Important:
This answer is based on tax law for the tax year ending 28 February 2020.
Answer:
We had access to the SARS letter issued to the Rotary Club Knysna as we had a previous request regarding the club. So, we knew that the club was an approved public benefit organisation and also has section 18A ‘approval’. Our guidance was therefore appropriate.

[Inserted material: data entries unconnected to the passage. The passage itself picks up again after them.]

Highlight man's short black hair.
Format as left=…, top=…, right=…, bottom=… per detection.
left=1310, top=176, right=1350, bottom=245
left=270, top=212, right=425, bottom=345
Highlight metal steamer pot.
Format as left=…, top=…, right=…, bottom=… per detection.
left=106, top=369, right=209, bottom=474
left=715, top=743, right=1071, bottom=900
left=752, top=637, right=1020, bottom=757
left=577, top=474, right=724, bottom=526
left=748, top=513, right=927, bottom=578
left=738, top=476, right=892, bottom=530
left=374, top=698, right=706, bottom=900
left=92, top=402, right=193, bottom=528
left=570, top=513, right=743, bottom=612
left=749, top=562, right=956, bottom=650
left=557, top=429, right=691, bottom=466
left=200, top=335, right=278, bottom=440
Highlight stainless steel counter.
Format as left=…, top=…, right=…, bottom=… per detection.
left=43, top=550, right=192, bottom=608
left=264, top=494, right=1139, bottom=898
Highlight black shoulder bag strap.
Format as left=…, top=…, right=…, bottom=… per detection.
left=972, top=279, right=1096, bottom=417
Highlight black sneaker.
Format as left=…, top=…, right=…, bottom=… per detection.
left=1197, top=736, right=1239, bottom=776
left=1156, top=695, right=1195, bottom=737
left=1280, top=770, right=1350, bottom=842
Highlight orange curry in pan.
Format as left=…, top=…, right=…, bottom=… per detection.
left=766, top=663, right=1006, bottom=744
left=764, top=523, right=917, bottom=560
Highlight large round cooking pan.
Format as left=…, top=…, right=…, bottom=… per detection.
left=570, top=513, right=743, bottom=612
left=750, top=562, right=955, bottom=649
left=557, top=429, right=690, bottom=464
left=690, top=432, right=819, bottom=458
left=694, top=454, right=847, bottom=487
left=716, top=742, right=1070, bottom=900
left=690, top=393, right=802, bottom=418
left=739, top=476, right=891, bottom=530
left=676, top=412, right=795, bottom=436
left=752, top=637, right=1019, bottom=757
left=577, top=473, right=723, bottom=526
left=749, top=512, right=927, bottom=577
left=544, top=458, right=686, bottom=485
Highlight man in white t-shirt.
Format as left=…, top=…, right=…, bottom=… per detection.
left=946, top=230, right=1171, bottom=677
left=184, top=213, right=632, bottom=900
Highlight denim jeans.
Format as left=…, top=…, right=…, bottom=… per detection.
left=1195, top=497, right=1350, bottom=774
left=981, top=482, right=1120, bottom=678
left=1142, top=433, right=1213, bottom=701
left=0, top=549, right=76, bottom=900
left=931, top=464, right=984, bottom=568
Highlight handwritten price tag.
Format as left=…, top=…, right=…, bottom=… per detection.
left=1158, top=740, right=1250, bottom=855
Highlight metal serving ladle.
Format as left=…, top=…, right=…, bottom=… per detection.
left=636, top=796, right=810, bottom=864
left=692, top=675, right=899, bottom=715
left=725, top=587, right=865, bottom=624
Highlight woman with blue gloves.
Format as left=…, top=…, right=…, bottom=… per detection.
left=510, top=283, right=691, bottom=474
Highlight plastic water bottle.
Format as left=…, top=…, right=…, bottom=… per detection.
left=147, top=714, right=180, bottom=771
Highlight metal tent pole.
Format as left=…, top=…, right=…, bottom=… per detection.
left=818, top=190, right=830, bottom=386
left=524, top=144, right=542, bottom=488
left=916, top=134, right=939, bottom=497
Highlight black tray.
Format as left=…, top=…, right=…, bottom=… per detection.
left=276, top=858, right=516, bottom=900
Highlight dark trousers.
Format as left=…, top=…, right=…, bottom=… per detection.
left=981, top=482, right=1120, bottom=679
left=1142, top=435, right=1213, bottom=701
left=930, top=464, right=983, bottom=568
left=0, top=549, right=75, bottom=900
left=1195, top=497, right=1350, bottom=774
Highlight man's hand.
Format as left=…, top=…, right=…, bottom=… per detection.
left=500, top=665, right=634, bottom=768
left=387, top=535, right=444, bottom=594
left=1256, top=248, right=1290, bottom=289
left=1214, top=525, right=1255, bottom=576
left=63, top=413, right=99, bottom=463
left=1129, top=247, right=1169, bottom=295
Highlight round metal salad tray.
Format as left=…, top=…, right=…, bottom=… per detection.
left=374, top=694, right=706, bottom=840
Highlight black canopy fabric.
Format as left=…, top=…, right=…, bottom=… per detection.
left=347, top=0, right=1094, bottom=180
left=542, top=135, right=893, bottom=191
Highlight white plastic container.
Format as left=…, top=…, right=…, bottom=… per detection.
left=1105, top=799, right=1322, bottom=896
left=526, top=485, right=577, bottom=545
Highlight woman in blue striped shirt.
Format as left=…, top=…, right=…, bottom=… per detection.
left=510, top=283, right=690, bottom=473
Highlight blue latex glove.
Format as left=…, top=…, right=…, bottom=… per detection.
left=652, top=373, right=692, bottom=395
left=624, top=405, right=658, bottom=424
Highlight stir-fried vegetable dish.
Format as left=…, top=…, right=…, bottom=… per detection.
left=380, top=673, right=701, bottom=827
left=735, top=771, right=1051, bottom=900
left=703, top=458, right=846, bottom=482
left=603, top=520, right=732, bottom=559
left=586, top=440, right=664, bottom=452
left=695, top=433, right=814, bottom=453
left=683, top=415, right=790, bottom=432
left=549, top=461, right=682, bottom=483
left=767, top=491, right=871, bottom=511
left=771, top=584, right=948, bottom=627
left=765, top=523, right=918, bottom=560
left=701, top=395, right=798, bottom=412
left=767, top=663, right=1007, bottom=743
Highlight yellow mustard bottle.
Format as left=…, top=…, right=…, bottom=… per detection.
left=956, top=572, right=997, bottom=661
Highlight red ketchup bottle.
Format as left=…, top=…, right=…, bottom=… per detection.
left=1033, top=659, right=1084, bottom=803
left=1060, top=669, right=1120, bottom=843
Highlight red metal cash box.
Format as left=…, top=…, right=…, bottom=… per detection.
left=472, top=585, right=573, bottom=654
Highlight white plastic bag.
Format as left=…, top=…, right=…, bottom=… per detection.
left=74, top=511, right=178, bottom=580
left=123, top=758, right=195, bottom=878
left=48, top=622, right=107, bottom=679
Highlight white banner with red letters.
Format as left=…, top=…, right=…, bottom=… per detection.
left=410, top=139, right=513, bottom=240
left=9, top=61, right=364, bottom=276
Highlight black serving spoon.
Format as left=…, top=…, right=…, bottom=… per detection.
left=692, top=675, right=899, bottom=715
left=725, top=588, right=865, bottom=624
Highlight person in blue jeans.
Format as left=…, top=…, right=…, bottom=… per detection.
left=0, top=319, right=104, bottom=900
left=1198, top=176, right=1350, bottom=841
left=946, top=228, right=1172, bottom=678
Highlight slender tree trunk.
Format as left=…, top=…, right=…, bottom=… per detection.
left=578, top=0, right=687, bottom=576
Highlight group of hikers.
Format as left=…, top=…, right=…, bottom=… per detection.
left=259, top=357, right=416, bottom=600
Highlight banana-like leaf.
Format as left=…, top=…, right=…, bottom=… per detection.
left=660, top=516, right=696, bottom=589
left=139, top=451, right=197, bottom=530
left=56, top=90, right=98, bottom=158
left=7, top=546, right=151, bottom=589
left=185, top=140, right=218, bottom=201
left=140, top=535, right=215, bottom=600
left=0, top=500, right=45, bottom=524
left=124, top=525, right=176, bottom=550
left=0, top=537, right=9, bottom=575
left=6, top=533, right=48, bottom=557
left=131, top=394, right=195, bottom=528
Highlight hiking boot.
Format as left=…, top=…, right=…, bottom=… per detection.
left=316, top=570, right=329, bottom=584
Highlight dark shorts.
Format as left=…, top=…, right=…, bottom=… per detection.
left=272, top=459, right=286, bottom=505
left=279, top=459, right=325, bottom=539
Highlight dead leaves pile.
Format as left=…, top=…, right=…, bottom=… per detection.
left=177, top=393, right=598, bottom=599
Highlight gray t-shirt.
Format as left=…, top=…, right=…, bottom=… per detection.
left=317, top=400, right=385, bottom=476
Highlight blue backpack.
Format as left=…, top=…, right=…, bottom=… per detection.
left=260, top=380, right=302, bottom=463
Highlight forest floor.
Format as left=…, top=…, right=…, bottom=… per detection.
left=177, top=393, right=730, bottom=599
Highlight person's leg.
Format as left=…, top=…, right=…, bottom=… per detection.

SARS explains it as follows in their guide:
“(a) Ring-fencing requirement
A PBO, institution, board or body carrying on a combination of PBAs, some of which are non-section 18A-approved in Part I, and some of which are section 18A-approved in Part II, may be granted approval to issue section 18A receipts for donations received solely for Part II PBAs.84 The section 18A-approved PBO, institution, board or body must therefore ring-fence the Part II PBAs. Donations for which section 18A receipts will be issued must be received subject to the prerequisite that it will be used solely on a Part II PBA in South Africa.
Donations received must therefore be controlled in such a manner that their usage is restricted to those PBAs only. The record-keeping of the section 18A-approved PBO, institution, board or body must clearly identify the donations received for Part II PBAs and the use to which those donations were applied.”
You will note, in paragraph 1.5 – 1.7 of the SARS letter to the club, that a similar statement was also made.
To repeat the law, the public benefit organisation may only issue a receipt contemplated in section 18A(2) in respect of any donation to the extent that, in the case of a public benefit organisation, contemplated in section 18(1)(a) which carries on activities contemplated in Parts I and II of the Ninth Schedule, that donation will be utilised solely in carrying on activities contemplated in Part II of the Ninth Schedule.